Questi soggetti su più livelli, talvolta in contrasto fra di loro per ragioni dettate dalle esigenze della politica più che dalle competenze tecnico-sanitarie (non sempre adeguatamente ascoltate o opportunisticamente ricevute), hanno prodotto negli stakeholder (cittadini, personale sanitario e scolastico, imprese) una tendenza all’incertezza, se non alla diffidenza, fino a uno sconcerto talvolta destabilizzante sotto il profilo della tenuta sociale. Ma hanno soprattutto reso più fragile la figura stessa del soggetto che comunica con l’onere e l’onore di informare.
L’accentramento al governo centrale della gestione dell’emergenza, che pur c’è stato come disposizione di massima (con 19 “eccezioni” prestabilite) si è in realtà declinato in uno specchio della realtà almeno amministrativa: voci centrali e regionali si sono sovrapposte nei contenuti e nei toni.
Ciascuno, il governo e le regioni in particolare, sono e saranno chiamati a risponderne in quanto soggetti informativi prima ancora che comunicatori: con quali competenze, efficacia, tempistiche, ragioni, hanno preso decisioni e le hanno comunicate e fatte comunicare? Non era forse meglio avere comunque una voce sola che, prima di rendere note le disposizioni nazionali, concordasse con i soggetti periferici le eventuali differenze in modo da dimostrare non solo condivisione ma anche conoscenza delle singole problematiche territoriali?
Se il comunicatore del governo viene contraddetto dai comunicatori delle regioni, chi vince? Nessuno, ovviamente.

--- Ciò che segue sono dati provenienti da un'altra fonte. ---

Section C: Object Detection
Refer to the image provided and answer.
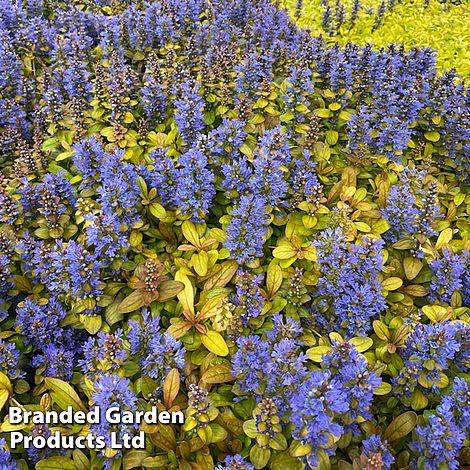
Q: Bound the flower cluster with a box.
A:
[393,321,470,396]
[313,229,385,338]
[413,378,470,470]
[127,312,185,382]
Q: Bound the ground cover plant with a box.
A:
[281,0,470,77]
[0,0,470,470]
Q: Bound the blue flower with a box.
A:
[173,80,205,144]
[313,229,385,338]
[0,439,19,470]
[412,405,466,470]
[215,454,255,470]
[127,312,186,383]
[90,374,137,447]
[290,370,349,467]
[362,434,395,470]
[225,196,268,264]
[173,149,215,222]
[0,338,24,380]
[429,250,470,302]
[231,269,265,325]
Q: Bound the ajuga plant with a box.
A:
[0,0,470,470]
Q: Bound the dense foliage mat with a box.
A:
[0,0,470,470]
[280,0,470,77]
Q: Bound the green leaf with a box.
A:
[191,251,209,277]
[289,441,312,457]
[201,366,235,384]
[209,423,228,443]
[149,202,166,219]
[157,280,184,302]
[384,411,418,442]
[266,262,282,298]
[122,449,149,470]
[424,131,441,142]
[181,220,200,248]
[374,382,392,395]
[201,330,228,357]
[273,245,297,259]
[80,315,103,335]
[403,256,423,281]
[307,346,330,362]
[204,260,238,290]
[269,433,288,450]
[382,277,403,291]
[349,337,374,352]
[410,388,429,411]
[372,320,391,341]
[72,449,90,470]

Ma sicuramente tutti perdono di fronte alla platea degli stakeholder che grazie ai social network oggi non sono più solo spettatori. Sì le piattaforme social hanno raccolto miriadi di conversazioni, commenti, interpretazioni su ogni dichiarazione rilasciata dalle istituzioni come previsto e prevedibile: essendoci solo i like e non gli unlike non abbiamo una sintesi quantitativa e immediata del sentiment di queste conversazioni. Con un esercizio più tattico e misurato al contesto la maggioranza delle aziende ha uniformato la propria comunicazione su aiuti e solidarietà a sanità, comunità territoriali, consumatori-clienti.
Soffermiamoci su quest’ultima. La comunicazione è stata: noi vi siamo vicini ANCHE ora.
Probabilmente era l’unica tipologia di messaggio affidabile alle campagne che, per diverse ragioni, sono state pianificate nel periodo emergenziale. Ma le aziende sono in grado di dimostrare coerenza fra ciò che hanno già fatto e faranno in termini anzitutto di sostenibilità, solidarietà, vicinanza e il messaggio che hanno inteso comunicare?
Perché una riflessione va fatta anche in questo caso: se non c’è reale corrispondenza fra soggetto comunicante (impresa, banca, assicurazione), comunicatore (pr, agenzia di pubblicità, marketer ma anche i dipendenti sul territorio) e ciò che viene comunicato, le conseguenze avranno il tracciato di un boomerang. In ogni caso, finita l’emergenza, i comunicanti saranno chiamati a rispondere. Con reputazione si intende la capacità di rispondere a un valore a cui non solo si aderisce: è necessario costruirlo e raccontarlo
È bene attrezzarci per tempo, in caso contrario sarà inevitabile affrontare una situazione di crisi forse ancora più difficile, perché ancora (se possibile) più indeterminata.